Comment voyez-vous l'avenir de votre communauté ?
Vous touchez là un point qui fait l'objet d'une discussion permanente auprès de notre leadership communautaire. Pour l'instant, nous sommes arrivés à la conclusion que la communauté continuera d'exister telle qu'elle est aujourd'hui pour encore une longue période. Il n'existe pas de danger de dissolution immédiate. Nous resterons donc sous le seuil de la masse critique, à moins qu'il n'y ait un changement climatique radical dans le monde et que nos hivers deviennent agréables... Nous sommes une communauté vieillissante et nos membres n'ont pas beaucoup d'enfants. La question qui se pose est donc de savoir si à long terme, nous serons à même de continuer financièrement à entretenir toutes nos structures et institutions. L'école est intégrée dans le système éducatif du pays, tout en bénéficiant d'une législation particulière. Par conséquent, l'État prend une grande partie des frais à sa charge, le reste étant assuré par la communauté, les parents ne payant rien. Nous mettons donc tout en ?uvre afin de permettre aux Juifs qui vivent ici de bénéficier d'une infrastructure communautaire aussi complète et agréable que possible. Nous avons un comité de délégués communautaires qui compte trente deux membres, qui élit le comité directeur de sept ou neuf membres. Ce dernier désigne le président, qui est nommé pour une période de trois ans. Pour ma part, j'ai cet honneur depuis 1989 et je viens récemment d'être réélu.
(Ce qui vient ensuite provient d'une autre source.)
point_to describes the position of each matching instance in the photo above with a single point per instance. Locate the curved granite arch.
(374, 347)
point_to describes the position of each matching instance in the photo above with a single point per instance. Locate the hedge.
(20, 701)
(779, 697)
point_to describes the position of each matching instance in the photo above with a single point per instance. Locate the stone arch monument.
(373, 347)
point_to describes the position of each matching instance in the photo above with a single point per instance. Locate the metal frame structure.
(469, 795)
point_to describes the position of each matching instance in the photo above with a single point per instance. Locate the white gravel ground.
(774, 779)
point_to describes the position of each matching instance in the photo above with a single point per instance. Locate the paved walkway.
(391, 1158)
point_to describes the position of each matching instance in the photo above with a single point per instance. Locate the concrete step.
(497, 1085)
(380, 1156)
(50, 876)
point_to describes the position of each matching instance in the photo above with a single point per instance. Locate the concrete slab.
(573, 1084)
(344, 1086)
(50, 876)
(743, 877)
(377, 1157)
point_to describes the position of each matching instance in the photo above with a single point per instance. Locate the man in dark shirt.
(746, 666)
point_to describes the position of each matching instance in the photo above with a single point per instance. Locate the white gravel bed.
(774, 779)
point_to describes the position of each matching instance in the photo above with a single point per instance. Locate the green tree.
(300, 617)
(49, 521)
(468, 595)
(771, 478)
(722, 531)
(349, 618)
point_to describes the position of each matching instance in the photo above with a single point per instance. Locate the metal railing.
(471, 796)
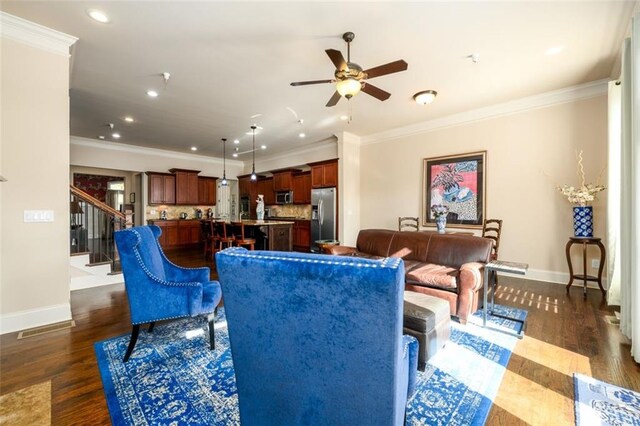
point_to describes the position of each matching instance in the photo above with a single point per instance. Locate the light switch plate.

Sur un plan plus large, je dois également dire que nous avons une excellente coopération avec les autres communautés des pays scandinaves, qui remonte à avant la Deuxième Guerre mondiale. A l'époque, nous avions aussi de bons contacts avec les communautés juives des pays baltes, près de 300'000 Juifs vivaient alors aux portes de la Finlande. Aujourd'hui, nous entretenons des relations avec la communauté juive d'Estonie, l'estonien et le finnois étant deux langues qui se ressemblent beaucoup.
Nous le voyons, la communauté juive de Finlande est petite mais se porte bien. Elle est dirigée par un leadership solide et réaliste, qui prépare l'avenir avec sérénité et clairvoyance.